The same is true for the hibernate session, which will be available through Spring.
Spring Context
JBPM4 comes with multiple contexts, which contains beans. With the SpringContext, we add the Spring Application Context to this set of contexts.
Configuration
Replace the standard-transaction-interceptor with the spring-transaction-interceptor.
The hibernate session needs the attribute current=”true”. This forces jBPM to search for the current session, which will be provided by Spring.
For the Spring context to be known, we created a SpringConfiguration. This extends the JbpmConfiguration but will add itself as a context. The single constructor take the location of the jBPM configuration.
<bean id="jbpmConfiguration" class=”org.jbpm.pvm.internal.cfg.SpringConfiguration”> <constructor-arg value="be/inze/spring/demo/jbpm.cfg.xml" /> </bean>
The services can also be defined in the Spring applicationContext, as following:
<bean id="processEngine" factory-bean="jbpmConfiguration" factory-method="buildProcessEngine" /> <bean id="repositoryService" factory-bean="processEngine" factory-method="getRepositoryService" /> <bean id="executionService" factory-bean="processEngine" factory-method="getExecutionService" />
For accessing Spring beans from a process, we need to register the Spring applicationContext. This can be done as following:
<script-manager default-expression-language="juel" default-script-language="juel" read-contexts="execution, environment, process-engine, spring" write-context=""> <script-language name="juel" factory="org.jbpm.pvm.internal.script.JuelScriptEngineFactory" /> </script-manager>
Use
In jBPM4 most development will happen through the client API aka the services. Simple inject these beans into your transactional service methods and start using them.

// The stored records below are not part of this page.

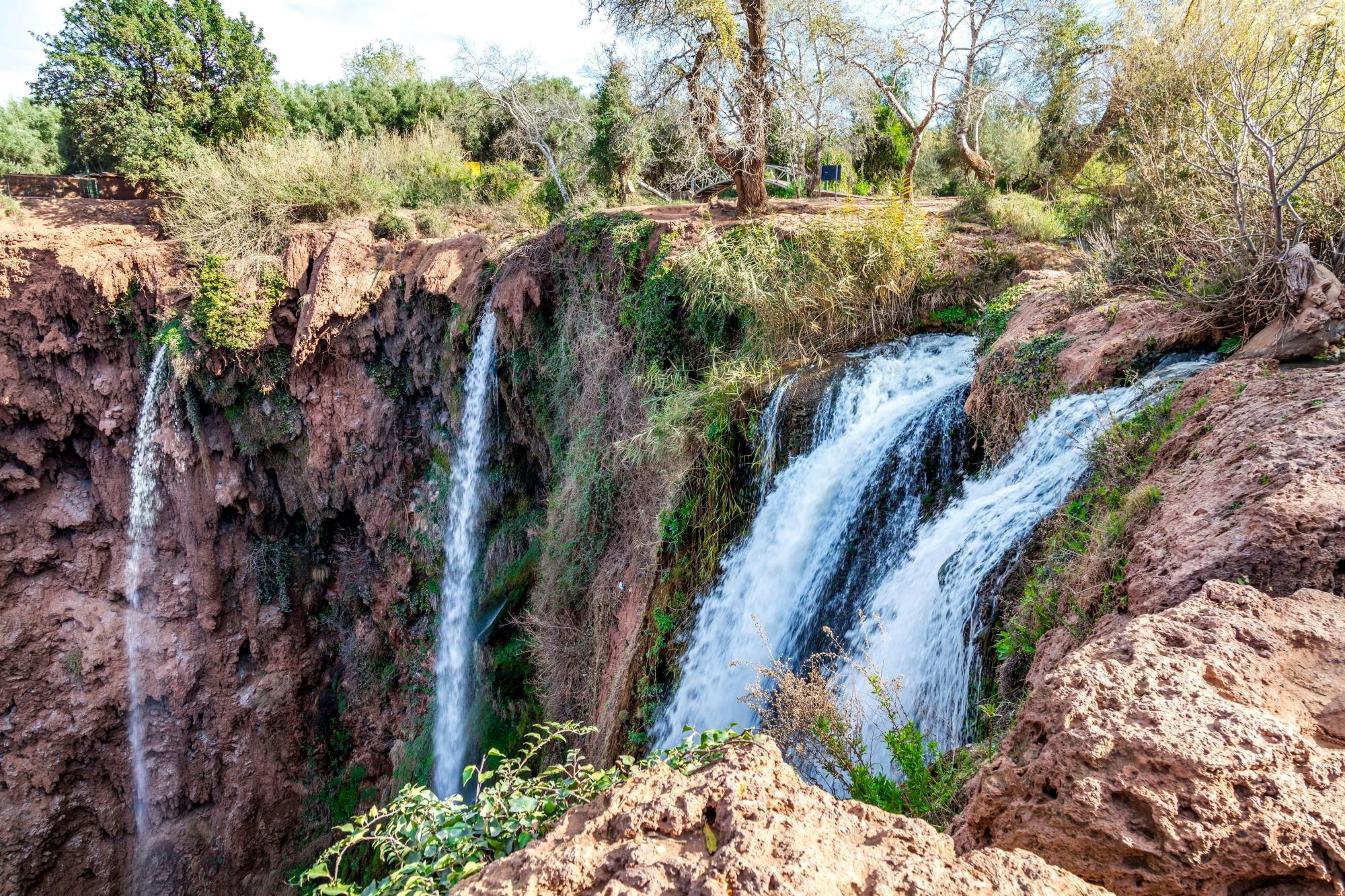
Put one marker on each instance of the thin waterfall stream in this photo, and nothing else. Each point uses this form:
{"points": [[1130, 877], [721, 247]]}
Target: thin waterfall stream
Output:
{"points": [[845, 528], [454, 649], [145, 506]]}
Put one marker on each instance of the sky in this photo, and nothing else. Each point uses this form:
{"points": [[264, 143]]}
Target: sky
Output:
{"points": [[310, 37]]}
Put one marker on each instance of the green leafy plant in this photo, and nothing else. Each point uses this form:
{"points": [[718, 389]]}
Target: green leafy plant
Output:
{"points": [[423, 844], [229, 321], [827, 735], [1024, 216], [389, 225]]}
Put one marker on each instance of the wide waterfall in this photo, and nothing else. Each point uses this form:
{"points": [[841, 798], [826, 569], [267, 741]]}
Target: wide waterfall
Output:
{"points": [[870, 447], [918, 616], [845, 528], [145, 505], [454, 651]]}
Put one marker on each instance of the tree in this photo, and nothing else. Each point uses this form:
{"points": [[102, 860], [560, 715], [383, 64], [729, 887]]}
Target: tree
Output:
{"points": [[887, 146], [621, 134], [30, 138], [139, 83], [719, 52], [817, 93], [540, 107], [384, 61]]}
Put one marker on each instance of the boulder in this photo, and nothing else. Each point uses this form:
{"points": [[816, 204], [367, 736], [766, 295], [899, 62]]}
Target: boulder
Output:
{"points": [[1199, 749], [750, 825]]}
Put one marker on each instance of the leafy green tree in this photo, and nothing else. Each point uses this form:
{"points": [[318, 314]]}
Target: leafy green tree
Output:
{"points": [[384, 61], [621, 135], [141, 83], [30, 138], [1069, 49], [887, 147]]}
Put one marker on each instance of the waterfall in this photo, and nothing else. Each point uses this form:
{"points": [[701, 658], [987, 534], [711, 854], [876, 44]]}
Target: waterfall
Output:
{"points": [[454, 650], [769, 425], [927, 602], [145, 505], [843, 529], [871, 439]]}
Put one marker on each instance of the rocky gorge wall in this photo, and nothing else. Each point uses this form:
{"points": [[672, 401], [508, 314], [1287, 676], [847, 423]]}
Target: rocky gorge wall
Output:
{"points": [[298, 557], [299, 509]]}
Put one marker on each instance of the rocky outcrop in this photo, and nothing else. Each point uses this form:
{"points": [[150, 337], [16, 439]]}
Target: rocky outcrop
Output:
{"points": [[1199, 749], [750, 825], [1061, 339], [1317, 321], [1253, 487], [313, 454]]}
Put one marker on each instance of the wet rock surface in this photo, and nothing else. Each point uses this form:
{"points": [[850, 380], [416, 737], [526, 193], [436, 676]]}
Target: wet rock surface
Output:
{"points": [[239, 690], [750, 825]]}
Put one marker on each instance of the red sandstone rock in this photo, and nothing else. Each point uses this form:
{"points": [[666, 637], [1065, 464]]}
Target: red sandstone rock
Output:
{"points": [[237, 689], [773, 834], [1191, 751]]}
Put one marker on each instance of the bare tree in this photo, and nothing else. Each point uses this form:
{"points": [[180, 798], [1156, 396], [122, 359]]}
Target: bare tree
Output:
{"points": [[1266, 123], [719, 52], [817, 92], [510, 81], [939, 57]]}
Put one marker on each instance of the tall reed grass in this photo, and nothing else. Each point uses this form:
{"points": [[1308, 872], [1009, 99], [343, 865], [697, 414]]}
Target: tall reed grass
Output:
{"points": [[243, 200]]}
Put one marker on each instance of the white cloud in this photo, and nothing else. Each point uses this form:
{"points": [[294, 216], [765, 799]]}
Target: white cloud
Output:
{"points": [[310, 37]]}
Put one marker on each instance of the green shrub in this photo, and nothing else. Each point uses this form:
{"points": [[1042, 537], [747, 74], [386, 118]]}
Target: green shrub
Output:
{"points": [[1027, 217], [229, 321], [1077, 212], [389, 225], [840, 280], [427, 845], [995, 319], [1082, 556], [243, 200], [828, 736], [434, 222], [501, 181], [973, 198]]}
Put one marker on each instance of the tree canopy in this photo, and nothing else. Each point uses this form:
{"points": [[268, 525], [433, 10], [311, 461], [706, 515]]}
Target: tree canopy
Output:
{"points": [[141, 83]]}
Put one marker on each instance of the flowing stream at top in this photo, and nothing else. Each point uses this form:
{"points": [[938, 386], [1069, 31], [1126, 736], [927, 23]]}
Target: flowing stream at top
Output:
{"points": [[454, 651], [843, 529], [871, 439], [145, 505]]}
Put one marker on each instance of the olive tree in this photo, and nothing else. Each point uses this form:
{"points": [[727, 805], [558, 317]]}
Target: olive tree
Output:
{"points": [[719, 52]]}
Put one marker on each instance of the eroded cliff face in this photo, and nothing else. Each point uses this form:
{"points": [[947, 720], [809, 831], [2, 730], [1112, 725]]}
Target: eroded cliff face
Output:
{"points": [[318, 444]]}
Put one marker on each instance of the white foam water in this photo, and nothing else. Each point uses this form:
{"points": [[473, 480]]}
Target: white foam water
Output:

Invoking Spring beans from a process can be done as following:
<java name="echo" expr="#{echoService}" method="sayHello" >
<transition name="to accept" to="join1"/>
</java>
The scripting engine will look into all contexts from the bean named echoService. If you configured the ScriptManager as above, Spring will be the last context to search for. A good practice is to use unique names for the beans.
Testing
With the AbstractTransactionalJbpmTestCase we can test the process in isolation. Extending from AbstractTransactionalDataSourceSpringContextTests we can test like we test our DAO’s.
Any feedback is appreciated.
KR,
Andries

Why exctly isn’t it possible to work with Spring+JPA+jBPM4 ?
Why is the following class missing in jBPM 4.3 ? Is it deprecated ?
org.jbpm.pvm.internal.cfg.SpringConfiguration
Cascading factories doesn’t work using Spring 3 and JBpm 4.3, it throws an not initialised bean exception !
Is there any way to make the previous code work ?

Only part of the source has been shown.